Home from RAGBRAI XXXVI and processing. Physically and emotionally recovering from an intense week of communal living and the challenges that come with spending 7 days traversing the varied Iowa terrain in the elements of nature on a bike. Tired, browned, a bit sore, and full of a whirlwind of emotion that's hard to explain to someone until they have experienced what is the phenomenon of RAGBRAI.
This year our crew took out on our own, living in a gorgeous old Airstream (and a few tents) driven by my very dear friend Marie. The brothers and sisters together again...with a few new members. A crew of 8, spanning 15 years in age, from various places across the country, and quite different lives outside of RAGBRAI. Put us all together and watch out! We bring the dance party everywhere we go and I can't imagine a group of people I'd rather share this experience with than our team. My love for each of them runs deep and true and forever. Their presence is missed today as I sit here "alone", telling my story.
Last year I was most worried about the physical challenge of riding my bike almost 500 miles in a week. And while it is a physically challenging event each time you attempt it, it's probably the easiest part of the week for me from which to recover. I trained so much more this year that I expected the ride to go a little easier than it did. I was a bit disappointed in my "performance", but remembering that it's not a competition or a race to be won, I rode a good strong ride. I rode alone much more than I would have liked, not having the distraction of conversation to help me through many a mile, but making peace with that demon part way through the week made the rest of my ride much more enjoyable.

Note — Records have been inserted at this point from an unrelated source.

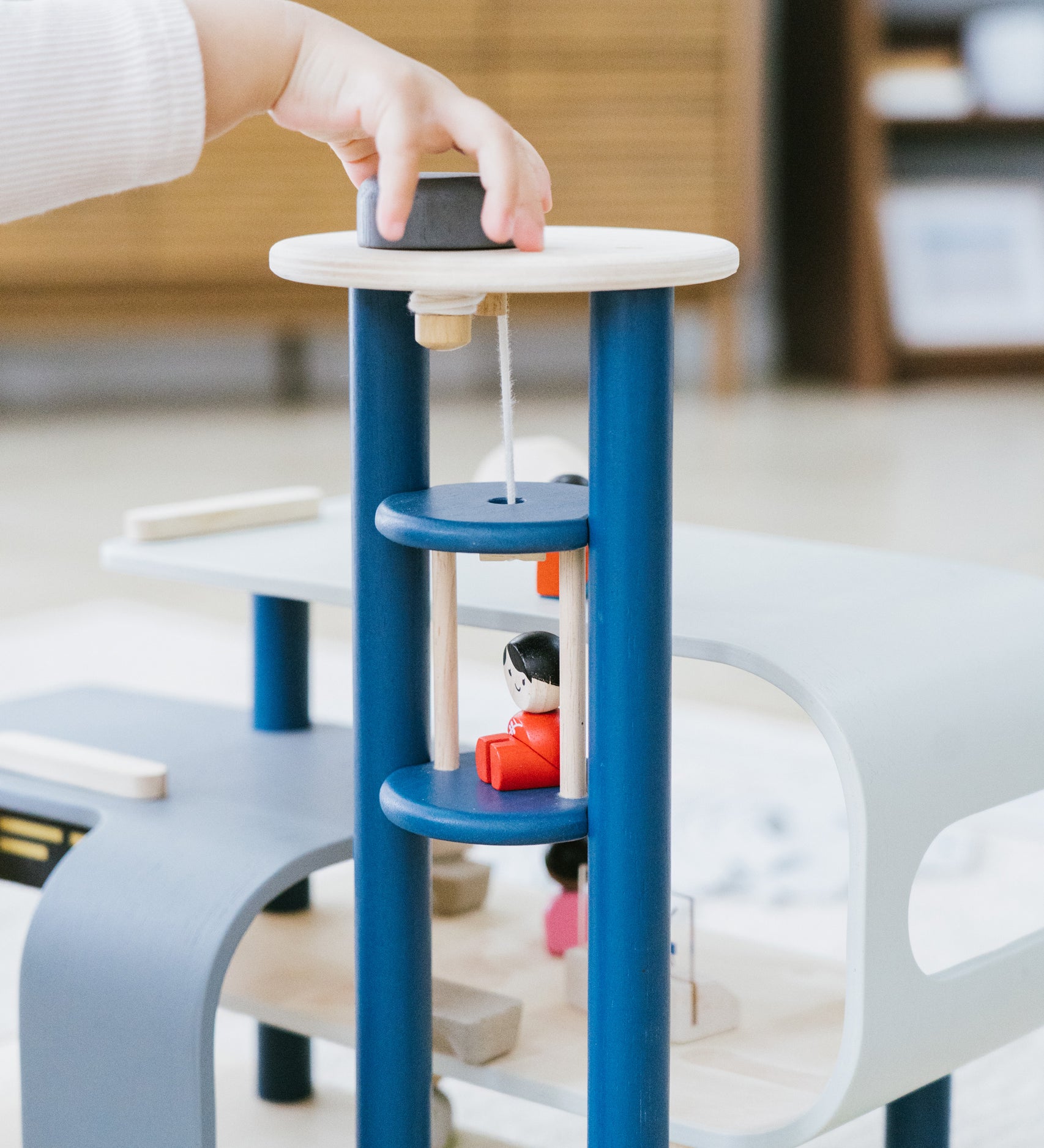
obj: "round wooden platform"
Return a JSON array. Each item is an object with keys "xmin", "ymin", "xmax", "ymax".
[
  {"xmin": 380, "ymin": 753, "xmax": 587, "ymax": 845},
  {"xmin": 377, "ymin": 482, "xmax": 587, "ymax": 554},
  {"xmin": 269, "ymin": 227, "xmax": 740, "ymax": 292}
]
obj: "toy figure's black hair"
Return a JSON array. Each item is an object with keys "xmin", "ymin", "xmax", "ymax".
[
  {"xmin": 504, "ymin": 630, "xmax": 558, "ymax": 685},
  {"xmin": 543, "ymin": 837, "xmax": 587, "ymax": 893}
]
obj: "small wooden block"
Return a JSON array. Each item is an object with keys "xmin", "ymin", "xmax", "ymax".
[
  {"xmin": 432, "ymin": 837, "xmax": 471, "ymax": 861},
  {"xmin": 414, "ymin": 315, "xmax": 471, "ymax": 351},
  {"xmin": 475, "ymin": 291, "xmax": 508, "ymax": 319},
  {"xmin": 0, "ymin": 730, "xmax": 166, "ymax": 800},
  {"xmin": 432, "ymin": 977, "xmax": 521, "ymax": 1064},
  {"xmin": 355, "ymin": 171, "xmax": 515, "ymax": 252},
  {"xmin": 123, "ymin": 486, "xmax": 323, "ymax": 542},
  {"xmin": 432, "ymin": 857, "xmax": 490, "ymax": 917}
]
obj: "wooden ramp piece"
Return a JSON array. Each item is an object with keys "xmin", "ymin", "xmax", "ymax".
[
  {"xmin": 123, "ymin": 486, "xmax": 323, "ymax": 542},
  {"xmin": 0, "ymin": 730, "xmax": 166, "ymax": 800},
  {"xmin": 222, "ymin": 863, "xmax": 844, "ymax": 1148}
]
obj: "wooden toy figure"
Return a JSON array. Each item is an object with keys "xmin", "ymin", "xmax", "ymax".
[
  {"xmin": 474, "ymin": 630, "xmax": 561, "ymax": 790},
  {"xmin": 543, "ymin": 837, "xmax": 587, "ymax": 956}
]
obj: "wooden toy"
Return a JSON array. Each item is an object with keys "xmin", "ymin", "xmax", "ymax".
[
  {"xmin": 432, "ymin": 841, "xmax": 490, "ymax": 917},
  {"xmin": 108, "ymin": 486, "xmax": 1044, "ymax": 1148},
  {"xmin": 432, "ymin": 979, "xmax": 523, "ymax": 1064},
  {"xmin": 474, "ymin": 630, "xmax": 561, "ymax": 790},
  {"xmin": 0, "ymin": 730, "xmax": 166, "ymax": 801},
  {"xmin": 73, "ymin": 197, "xmax": 1044, "ymax": 1148},
  {"xmin": 355, "ymin": 171, "xmax": 515, "ymax": 351},
  {"xmin": 123, "ymin": 486, "xmax": 323, "ymax": 542},
  {"xmin": 254, "ymin": 592, "xmax": 318, "ymax": 1105},
  {"xmin": 536, "ymin": 474, "xmax": 591, "ymax": 598},
  {"xmin": 222, "ymin": 881, "xmax": 526, "ymax": 1081},
  {"xmin": 543, "ymin": 840, "xmax": 587, "ymax": 955}
]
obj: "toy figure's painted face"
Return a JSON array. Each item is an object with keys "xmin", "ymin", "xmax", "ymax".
[{"xmin": 504, "ymin": 630, "xmax": 559, "ymax": 714}]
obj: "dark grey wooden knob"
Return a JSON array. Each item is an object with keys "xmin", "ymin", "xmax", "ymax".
[{"xmin": 355, "ymin": 171, "xmax": 515, "ymax": 252}]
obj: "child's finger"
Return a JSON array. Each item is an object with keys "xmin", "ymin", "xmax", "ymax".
[
  {"xmin": 376, "ymin": 121, "xmax": 422, "ymax": 242},
  {"xmin": 515, "ymin": 132, "xmax": 553, "ymax": 211},
  {"xmin": 331, "ymin": 136, "xmax": 378, "ymax": 187},
  {"xmin": 443, "ymin": 97, "xmax": 521, "ymax": 244}
]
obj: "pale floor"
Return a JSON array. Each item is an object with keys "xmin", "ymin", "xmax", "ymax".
[
  {"xmin": 0, "ymin": 384, "xmax": 1044, "ymax": 1148},
  {"xmin": 0, "ymin": 382, "xmax": 1044, "ymax": 712}
]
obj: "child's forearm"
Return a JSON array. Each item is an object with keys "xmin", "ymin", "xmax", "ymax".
[{"xmin": 186, "ymin": 0, "xmax": 551, "ymax": 250}]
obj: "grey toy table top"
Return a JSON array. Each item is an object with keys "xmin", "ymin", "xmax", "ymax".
[
  {"xmin": 0, "ymin": 690, "xmax": 352, "ymax": 1148},
  {"xmin": 105, "ymin": 496, "xmax": 1044, "ymax": 1148}
]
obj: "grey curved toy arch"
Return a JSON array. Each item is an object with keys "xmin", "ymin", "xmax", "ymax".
[
  {"xmin": 105, "ymin": 507, "xmax": 1044, "ymax": 1148},
  {"xmin": 0, "ymin": 690, "xmax": 351, "ymax": 1148}
]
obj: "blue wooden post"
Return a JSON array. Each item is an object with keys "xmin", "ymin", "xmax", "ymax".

Our team, while mostly casual riders who's biggest biking challenge each year is RAGBRAI, are all good strong riders and this year I had to accept that I was often the sweeper at the rear of the pack. Having a personality that prefers to be the one in the lead, it was a good lesson in graciously allowing others to take that place for the week.
My biggest emotional struggle this week was a big surprise I didn't see coming while preparing for this year's adventure. Our group is full of amazing, strong, creative, intelligent, beautiful people which I LOVE dearly. So it was a big surprise when I found myself feeling out of place and wondering just where I fit in the big picture of our team. While in my day to day life I tend to be the one "in charge" in many situations, in this group that's not my place. So it was a bit uncomfortable and confusing figuring out my role. Larger (and yes, a group of 8 is large enough) groups tend to bring out my more introverted side and I start to feel lost in the background. I know nobody would expect me to feel that way, or wish for me to feel that way, it's just an old insecurity that starts to surface with which I need to make peace. I need to believe in who I am and that I too am a strong, beautiful person with much to contribute to the experience, even if it's done in a quieter manner. I'm working on it. Obviously it's still a work in progress.

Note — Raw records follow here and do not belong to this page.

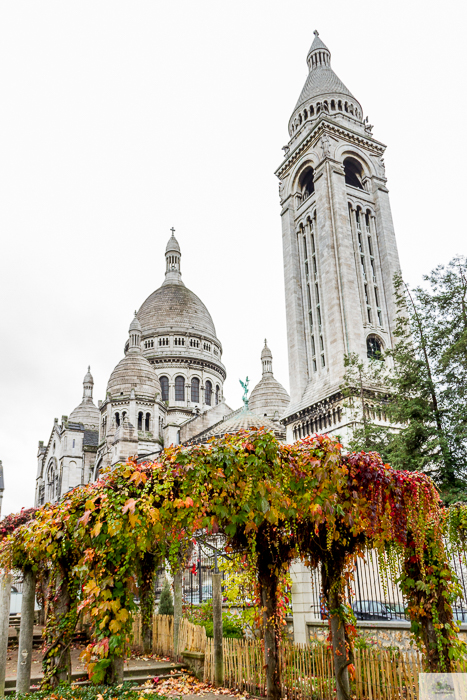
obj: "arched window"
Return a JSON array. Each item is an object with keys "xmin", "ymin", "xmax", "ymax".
[
  {"xmin": 175, "ymin": 377, "xmax": 185, "ymax": 401},
  {"xmin": 344, "ymin": 158, "xmax": 363, "ymax": 190},
  {"xmin": 204, "ymin": 379, "xmax": 212, "ymax": 406},
  {"xmin": 366, "ymin": 335, "xmax": 384, "ymax": 361},
  {"xmin": 300, "ymin": 168, "xmax": 315, "ymax": 202},
  {"xmin": 159, "ymin": 377, "xmax": 169, "ymax": 401},
  {"xmin": 191, "ymin": 377, "xmax": 199, "ymax": 403}
]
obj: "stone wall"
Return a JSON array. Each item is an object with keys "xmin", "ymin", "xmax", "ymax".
[{"xmin": 306, "ymin": 620, "xmax": 467, "ymax": 649}]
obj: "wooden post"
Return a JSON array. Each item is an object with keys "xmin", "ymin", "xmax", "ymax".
[
  {"xmin": 212, "ymin": 573, "xmax": 224, "ymax": 686},
  {"xmin": 174, "ymin": 569, "xmax": 183, "ymax": 659},
  {"xmin": 16, "ymin": 569, "xmax": 36, "ymax": 693},
  {"xmin": 0, "ymin": 574, "xmax": 13, "ymax": 698}
]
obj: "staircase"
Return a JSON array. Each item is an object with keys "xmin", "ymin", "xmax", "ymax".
[{"xmin": 5, "ymin": 663, "xmax": 187, "ymax": 695}]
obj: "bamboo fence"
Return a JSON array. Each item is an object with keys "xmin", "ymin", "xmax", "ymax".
[
  {"xmin": 204, "ymin": 639, "xmax": 467, "ymax": 700},
  {"xmin": 133, "ymin": 615, "xmax": 467, "ymax": 700},
  {"xmin": 132, "ymin": 615, "xmax": 206, "ymax": 659}
]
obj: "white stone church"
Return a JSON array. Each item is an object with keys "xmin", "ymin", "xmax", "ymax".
[{"xmin": 36, "ymin": 27, "xmax": 400, "ymax": 560}]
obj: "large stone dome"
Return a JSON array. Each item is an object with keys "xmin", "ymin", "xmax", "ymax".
[
  {"xmin": 107, "ymin": 352, "xmax": 161, "ymax": 400},
  {"xmin": 138, "ymin": 282, "xmax": 216, "ymax": 338}
]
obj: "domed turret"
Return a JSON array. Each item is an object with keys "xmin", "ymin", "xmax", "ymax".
[
  {"xmin": 68, "ymin": 367, "xmax": 99, "ymax": 427},
  {"xmin": 107, "ymin": 314, "xmax": 161, "ymax": 400},
  {"xmin": 248, "ymin": 340, "xmax": 290, "ymax": 420}
]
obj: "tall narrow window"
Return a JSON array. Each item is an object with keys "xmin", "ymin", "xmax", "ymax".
[
  {"xmin": 159, "ymin": 377, "xmax": 169, "ymax": 401},
  {"xmin": 204, "ymin": 379, "xmax": 212, "ymax": 406},
  {"xmin": 191, "ymin": 377, "xmax": 199, "ymax": 403},
  {"xmin": 175, "ymin": 377, "xmax": 185, "ymax": 401}
]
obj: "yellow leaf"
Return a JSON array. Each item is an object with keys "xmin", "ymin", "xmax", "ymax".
[
  {"xmin": 117, "ymin": 608, "xmax": 128, "ymax": 622},
  {"xmin": 128, "ymin": 513, "xmax": 139, "ymax": 527},
  {"xmin": 91, "ymin": 520, "xmax": 102, "ymax": 537},
  {"xmin": 109, "ymin": 620, "xmax": 121, "ymax": 634}
]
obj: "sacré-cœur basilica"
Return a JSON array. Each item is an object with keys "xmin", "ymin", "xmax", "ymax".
[{"xmin": 35, "ymin": 32, "xmax": 400, "ymax": 506}]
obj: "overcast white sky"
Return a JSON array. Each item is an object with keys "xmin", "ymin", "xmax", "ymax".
[{"xmin": 0, "ymin": 0, "xmax": 467, "ymax": 514}]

Emotional ups and downs aside, it was an amazing week full of love, good times, and memories that will forever live in my heart. A reminder that every day we should dance, laugh, move, and appreciate that which has been given to us that day, at that moment. A reminder of how very blessed we are to have the chance to take a whole week each year to do nothing more than ride our bikes in the beauty of nature and then party like there's no tomorrow...only to get up after a few hours of sleep and do it again. A reminder of the value of friendships, sisterhood, family, and love.
Processing...and looking ahead to '09.